Full Tilt Poker Deal

On Thursday, Nov. 17, 2011, news broke that a signed deal had been reached to allow Groupe Bernard Tapie (GBT) to buy Full Tilt Poker (FTP) for $80 million. According to Reuters, the United States Department of Justice brokered a deal that saw FTP forfeit its assets to the U.S. government, which then sold the assets to the French investment firm.

The deal, which presumably needs to be approved by a two-thirds vote by FTP shareholders, also states that GBT will be responsible for paying back players outside the U.S., and the Department of Justice will pay back players in the U.S., who are owed approximately $150 million. Specifics are not known, but U.S. players will have to apply for compensation through the DOJ.

Finally, the DOJ has agreed to dismiss the civil forfeiture proceedings against FTP, which removes liability for the company's shareholders; however, it will not impact the individual proceedings against those individuals named in the indictments including Howard Lederer, Chris Ferguson and Ray Bitar.

According to Poker Player Newspaper, Wendeen Eolis, CEO of EOLIS Intl Group, spoke with Benham Dayanim, counsel for GBT, who confirmed the deal: “The next step is to obtain an agreement from the Full Tilt Companies. I anticipate it will happen. It allows for players to be repaid, and resolves the FTP forfeiture action by the Government.”

The deal also states that current FTP directors cannot hold shares in the company.

PokerNews spoke with Jeff Ifrah, an attorney for Full Tilt Poker, who said the following:

"All [the embargo] means is that the reporter was not supposed to release it like she did, that’s the embargo, but the agreement itself is signed. You have to understand what it is, this is an agreement between Tapie and the government that, if the government obtains the assets of FTP, Tapie will buy them, and Tapie will pay back the world players, and the government will establish a fund to payback the U.S. players.

"There is a signed agreement between the government and Tapie that dictates what the terms will be for the sale of the assets, but the government doesn’t have the assets yet, so they still need to obtain them . . . It’s not clear what has to happen for the government to obtain those assets.
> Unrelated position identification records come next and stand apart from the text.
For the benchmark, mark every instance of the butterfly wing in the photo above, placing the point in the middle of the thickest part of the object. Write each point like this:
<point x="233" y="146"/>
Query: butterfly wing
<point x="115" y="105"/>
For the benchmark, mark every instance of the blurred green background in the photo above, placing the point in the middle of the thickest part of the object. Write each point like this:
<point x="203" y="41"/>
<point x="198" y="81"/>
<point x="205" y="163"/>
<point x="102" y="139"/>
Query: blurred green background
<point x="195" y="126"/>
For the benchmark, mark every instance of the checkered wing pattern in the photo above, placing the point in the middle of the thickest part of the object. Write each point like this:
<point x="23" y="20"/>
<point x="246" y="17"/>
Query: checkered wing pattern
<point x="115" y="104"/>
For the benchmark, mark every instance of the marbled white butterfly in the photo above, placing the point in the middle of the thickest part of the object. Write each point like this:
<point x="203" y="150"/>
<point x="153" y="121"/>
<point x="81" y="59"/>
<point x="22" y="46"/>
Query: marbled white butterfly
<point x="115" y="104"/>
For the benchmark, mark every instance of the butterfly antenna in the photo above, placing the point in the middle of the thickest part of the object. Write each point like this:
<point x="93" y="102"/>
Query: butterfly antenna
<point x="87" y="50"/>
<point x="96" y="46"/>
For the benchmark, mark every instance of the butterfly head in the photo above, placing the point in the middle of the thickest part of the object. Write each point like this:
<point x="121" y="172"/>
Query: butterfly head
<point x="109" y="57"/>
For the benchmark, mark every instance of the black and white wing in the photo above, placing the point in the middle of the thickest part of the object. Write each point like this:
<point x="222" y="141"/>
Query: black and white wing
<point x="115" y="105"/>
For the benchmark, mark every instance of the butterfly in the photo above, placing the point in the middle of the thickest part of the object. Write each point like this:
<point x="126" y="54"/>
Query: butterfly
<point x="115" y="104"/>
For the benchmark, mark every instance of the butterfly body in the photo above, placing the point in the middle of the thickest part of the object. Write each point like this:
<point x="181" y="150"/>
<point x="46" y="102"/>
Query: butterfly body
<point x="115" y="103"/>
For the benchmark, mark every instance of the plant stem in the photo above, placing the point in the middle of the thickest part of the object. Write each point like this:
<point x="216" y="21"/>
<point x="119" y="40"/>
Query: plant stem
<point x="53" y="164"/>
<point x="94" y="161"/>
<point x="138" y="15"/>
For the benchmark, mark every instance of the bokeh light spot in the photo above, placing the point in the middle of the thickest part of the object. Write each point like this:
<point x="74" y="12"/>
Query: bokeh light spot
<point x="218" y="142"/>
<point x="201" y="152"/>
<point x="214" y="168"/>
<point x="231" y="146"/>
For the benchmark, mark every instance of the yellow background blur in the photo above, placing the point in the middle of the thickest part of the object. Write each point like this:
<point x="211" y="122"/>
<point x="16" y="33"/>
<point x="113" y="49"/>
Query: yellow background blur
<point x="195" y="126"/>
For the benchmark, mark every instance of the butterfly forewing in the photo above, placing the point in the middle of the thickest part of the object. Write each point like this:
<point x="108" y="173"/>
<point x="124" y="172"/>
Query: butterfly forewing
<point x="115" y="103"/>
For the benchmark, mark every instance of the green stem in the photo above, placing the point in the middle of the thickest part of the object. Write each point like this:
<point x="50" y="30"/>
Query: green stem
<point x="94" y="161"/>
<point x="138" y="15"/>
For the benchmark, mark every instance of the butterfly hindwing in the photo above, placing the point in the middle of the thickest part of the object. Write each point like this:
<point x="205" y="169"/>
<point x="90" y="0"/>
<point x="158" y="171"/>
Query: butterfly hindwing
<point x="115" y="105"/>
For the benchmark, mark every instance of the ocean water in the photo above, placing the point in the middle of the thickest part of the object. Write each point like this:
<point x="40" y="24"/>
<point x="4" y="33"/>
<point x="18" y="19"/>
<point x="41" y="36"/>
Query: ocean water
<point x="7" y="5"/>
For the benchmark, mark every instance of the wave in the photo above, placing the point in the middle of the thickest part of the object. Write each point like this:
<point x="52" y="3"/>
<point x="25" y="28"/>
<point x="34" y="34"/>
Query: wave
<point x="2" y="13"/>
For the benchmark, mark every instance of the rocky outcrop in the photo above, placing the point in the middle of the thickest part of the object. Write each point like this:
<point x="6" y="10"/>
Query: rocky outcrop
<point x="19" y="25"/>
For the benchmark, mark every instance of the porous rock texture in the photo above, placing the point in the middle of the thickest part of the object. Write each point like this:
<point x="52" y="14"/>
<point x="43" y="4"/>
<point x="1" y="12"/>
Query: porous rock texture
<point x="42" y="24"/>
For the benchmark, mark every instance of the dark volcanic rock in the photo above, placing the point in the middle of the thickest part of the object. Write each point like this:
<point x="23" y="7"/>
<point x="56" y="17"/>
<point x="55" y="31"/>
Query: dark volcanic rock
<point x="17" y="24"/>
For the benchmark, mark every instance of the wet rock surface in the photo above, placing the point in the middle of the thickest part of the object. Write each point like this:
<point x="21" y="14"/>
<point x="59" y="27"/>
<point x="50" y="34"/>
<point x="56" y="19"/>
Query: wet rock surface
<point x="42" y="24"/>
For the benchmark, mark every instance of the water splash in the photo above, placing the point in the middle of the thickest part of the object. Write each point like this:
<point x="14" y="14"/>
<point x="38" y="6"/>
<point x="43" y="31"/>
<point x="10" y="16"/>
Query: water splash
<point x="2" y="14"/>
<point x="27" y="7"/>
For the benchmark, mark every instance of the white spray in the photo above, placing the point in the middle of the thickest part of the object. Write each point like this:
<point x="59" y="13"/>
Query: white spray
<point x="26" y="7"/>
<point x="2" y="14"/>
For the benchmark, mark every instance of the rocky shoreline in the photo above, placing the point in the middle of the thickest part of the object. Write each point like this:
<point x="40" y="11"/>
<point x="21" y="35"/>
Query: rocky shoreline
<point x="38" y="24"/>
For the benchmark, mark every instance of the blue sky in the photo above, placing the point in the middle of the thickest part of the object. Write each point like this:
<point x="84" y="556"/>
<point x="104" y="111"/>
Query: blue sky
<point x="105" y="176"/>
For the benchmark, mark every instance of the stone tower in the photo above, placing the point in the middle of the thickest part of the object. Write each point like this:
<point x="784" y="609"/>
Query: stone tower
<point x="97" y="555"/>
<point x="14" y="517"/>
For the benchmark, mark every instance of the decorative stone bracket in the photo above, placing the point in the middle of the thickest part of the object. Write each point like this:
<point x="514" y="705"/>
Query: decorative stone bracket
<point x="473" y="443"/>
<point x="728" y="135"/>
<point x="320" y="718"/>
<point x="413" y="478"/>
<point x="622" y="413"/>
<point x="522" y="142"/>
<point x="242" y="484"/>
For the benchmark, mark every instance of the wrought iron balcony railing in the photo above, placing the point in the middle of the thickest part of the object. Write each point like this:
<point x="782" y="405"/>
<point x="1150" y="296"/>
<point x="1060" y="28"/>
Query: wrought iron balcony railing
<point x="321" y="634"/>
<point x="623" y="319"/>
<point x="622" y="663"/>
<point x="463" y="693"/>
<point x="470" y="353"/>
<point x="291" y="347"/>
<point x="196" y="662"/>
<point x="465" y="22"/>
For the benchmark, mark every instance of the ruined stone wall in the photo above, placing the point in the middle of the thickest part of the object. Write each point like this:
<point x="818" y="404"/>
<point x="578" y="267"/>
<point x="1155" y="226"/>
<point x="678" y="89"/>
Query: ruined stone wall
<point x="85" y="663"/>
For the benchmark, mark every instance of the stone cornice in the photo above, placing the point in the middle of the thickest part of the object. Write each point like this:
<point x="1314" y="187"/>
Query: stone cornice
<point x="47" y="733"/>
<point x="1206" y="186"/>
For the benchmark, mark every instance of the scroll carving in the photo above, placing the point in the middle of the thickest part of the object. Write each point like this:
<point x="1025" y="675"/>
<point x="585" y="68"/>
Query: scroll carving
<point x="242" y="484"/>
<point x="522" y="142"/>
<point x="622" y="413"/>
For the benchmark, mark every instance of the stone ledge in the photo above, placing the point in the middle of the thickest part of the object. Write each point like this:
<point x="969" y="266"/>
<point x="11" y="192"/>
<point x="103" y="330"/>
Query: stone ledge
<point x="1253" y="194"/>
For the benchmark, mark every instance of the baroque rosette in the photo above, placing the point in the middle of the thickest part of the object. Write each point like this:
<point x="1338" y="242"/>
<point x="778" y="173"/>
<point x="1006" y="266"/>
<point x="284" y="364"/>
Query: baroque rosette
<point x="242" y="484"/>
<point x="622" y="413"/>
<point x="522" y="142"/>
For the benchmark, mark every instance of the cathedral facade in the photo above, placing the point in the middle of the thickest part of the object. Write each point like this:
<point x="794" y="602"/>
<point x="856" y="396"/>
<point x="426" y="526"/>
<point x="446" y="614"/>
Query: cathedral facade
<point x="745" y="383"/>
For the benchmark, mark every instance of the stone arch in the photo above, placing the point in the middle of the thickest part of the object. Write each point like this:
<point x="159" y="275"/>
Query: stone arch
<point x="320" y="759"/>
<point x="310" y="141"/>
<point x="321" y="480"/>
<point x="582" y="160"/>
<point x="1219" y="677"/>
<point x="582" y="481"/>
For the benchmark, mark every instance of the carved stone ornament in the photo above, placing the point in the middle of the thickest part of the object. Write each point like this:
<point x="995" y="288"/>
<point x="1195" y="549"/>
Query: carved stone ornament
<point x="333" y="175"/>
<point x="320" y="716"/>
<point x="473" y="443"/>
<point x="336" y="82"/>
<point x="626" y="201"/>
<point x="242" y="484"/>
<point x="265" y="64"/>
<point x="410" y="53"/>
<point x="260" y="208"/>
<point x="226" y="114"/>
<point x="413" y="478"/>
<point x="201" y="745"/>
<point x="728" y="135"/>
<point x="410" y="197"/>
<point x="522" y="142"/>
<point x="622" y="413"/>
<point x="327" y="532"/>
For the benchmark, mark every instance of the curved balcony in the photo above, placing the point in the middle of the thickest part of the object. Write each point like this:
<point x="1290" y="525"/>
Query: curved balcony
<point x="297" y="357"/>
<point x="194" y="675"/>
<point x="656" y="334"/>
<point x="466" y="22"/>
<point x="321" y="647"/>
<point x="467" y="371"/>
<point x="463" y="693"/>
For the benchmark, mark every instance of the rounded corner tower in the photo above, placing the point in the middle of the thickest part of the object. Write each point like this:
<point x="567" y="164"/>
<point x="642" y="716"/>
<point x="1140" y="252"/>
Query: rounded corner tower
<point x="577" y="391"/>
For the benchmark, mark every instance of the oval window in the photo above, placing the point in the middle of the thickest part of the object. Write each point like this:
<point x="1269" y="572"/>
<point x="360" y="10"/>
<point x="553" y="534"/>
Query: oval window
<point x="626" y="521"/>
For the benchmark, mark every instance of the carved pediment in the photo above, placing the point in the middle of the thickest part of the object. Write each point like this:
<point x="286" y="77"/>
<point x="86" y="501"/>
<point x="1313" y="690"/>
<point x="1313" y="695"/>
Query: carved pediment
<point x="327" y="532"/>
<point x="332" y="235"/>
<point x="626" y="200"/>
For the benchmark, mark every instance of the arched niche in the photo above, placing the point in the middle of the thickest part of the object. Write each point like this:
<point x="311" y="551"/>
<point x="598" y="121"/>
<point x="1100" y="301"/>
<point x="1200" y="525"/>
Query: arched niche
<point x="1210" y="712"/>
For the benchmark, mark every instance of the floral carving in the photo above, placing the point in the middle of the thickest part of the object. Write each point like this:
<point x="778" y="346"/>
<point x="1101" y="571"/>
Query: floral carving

"In a lot of ways, the agreement’s historic, so obviously there is going to remain a lot of questions [as to] how players are going to submit a request, when will they get the money back, how much money will be available, will they get money for points, will they get money for this, for that, there’s a ton of questions, and all of those questions need to be answered. For now, this is a pretty historic agreement in many ways, and it’s going to lay the groundwork for a final agreement between Tapie and the company, which will ultimately result in those assets, presumably, being voluntarily forfeited to the government.”

PokerNews contacted the DOJ and were told: “We have no comment and are not confirming or denying an agreement.”

Updated 3:45 p.m. PDT: Ray Bitar released a statement to PokerStrategy saying, “I am extremely pleased with the efforts of the Department of Justice, and the Groupe Bernard Tapie corporation, and appreciate their continued dedication in working towards a mutually beneficial agreement that will facilitate repayment of the players."

This is a breaking story and PokerNews will bring you any and all developments as they happen.

*It should be noted that according to the article on Yahoo Finance, the story was under embargo.